The G20 on Friday expressed concern about the possibility that "the weakening" of advanced economies will "feed each other" and result in a further slowdown in global growth.
"We recognize the risk that growth could deteriorate if the weakening in key economies feed off each other," Taro Aso, Japan's Economy Minister, told a news conference at the end of the group's meeting held within the framework of the Spring meeting of the International Monetary Fund (IMF) and the World Bank, held in the US capital.
Aso said that the outlook points to a "rebound" of the world economy in the second half of the year, although nuanced that the risks are "biased to the downside".
He welcomed, in this regard, the relaxation of financial conditions following the recent decision of the Federal Reserve (Fed) to press the pause button in its process of gradual monetary adjustment.

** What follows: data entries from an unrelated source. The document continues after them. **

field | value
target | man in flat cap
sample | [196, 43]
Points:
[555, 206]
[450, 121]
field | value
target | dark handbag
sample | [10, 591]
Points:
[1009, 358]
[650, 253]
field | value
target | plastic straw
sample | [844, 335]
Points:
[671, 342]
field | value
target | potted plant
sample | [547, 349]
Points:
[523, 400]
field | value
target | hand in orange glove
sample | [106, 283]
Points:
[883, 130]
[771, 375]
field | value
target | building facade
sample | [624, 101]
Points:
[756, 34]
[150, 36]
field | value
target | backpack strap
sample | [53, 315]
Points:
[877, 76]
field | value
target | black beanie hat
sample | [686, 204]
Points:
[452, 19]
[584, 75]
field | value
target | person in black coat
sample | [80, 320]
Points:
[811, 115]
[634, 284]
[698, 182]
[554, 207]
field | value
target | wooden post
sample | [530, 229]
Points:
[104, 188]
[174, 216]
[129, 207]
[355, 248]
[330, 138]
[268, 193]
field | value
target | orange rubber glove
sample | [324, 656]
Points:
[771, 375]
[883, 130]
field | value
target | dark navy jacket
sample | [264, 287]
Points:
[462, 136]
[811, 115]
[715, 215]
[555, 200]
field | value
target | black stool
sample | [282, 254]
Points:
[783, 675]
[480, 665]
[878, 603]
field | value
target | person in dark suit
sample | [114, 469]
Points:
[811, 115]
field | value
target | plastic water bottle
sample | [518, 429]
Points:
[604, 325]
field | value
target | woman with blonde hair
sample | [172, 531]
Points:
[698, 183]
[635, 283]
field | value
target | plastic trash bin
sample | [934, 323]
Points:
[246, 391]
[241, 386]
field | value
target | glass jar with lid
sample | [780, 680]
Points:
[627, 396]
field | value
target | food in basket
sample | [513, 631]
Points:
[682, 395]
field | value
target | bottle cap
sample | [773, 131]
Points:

As an example of the risks, Aso mentioned the commercial tensions between the United States and China, the doubts about the outcome of the departure of the United Kingdom from the European Union and the high level of global indebtedness.
"We must be alert to possible escalations of trade tensions, geopolitical risks and a sudden adjustment of financial conditions," said the Japanese minister.
Japan holds the presidency of the G20 this year.
During the week, the IMF presented its new projections for global growth, which fell to 3.3%, two tenths less than predicted in January, due to the increase in global uncertainty.
The managing director of the institution, Christine Lagarde, stressed that the global economy is experiencing "a delicate moment" and the expected recovery is "precarious".
Lagarde described as "self-inflicted wounds" the imposition of tariffs, unleashed by the aggressive protectionism of US President Donald Trump against China and to which the Asian country has responded with similar measures.
The G20 groups the main advanced and developing economies, accounting for 90% of the economy and two thirds of the world's population.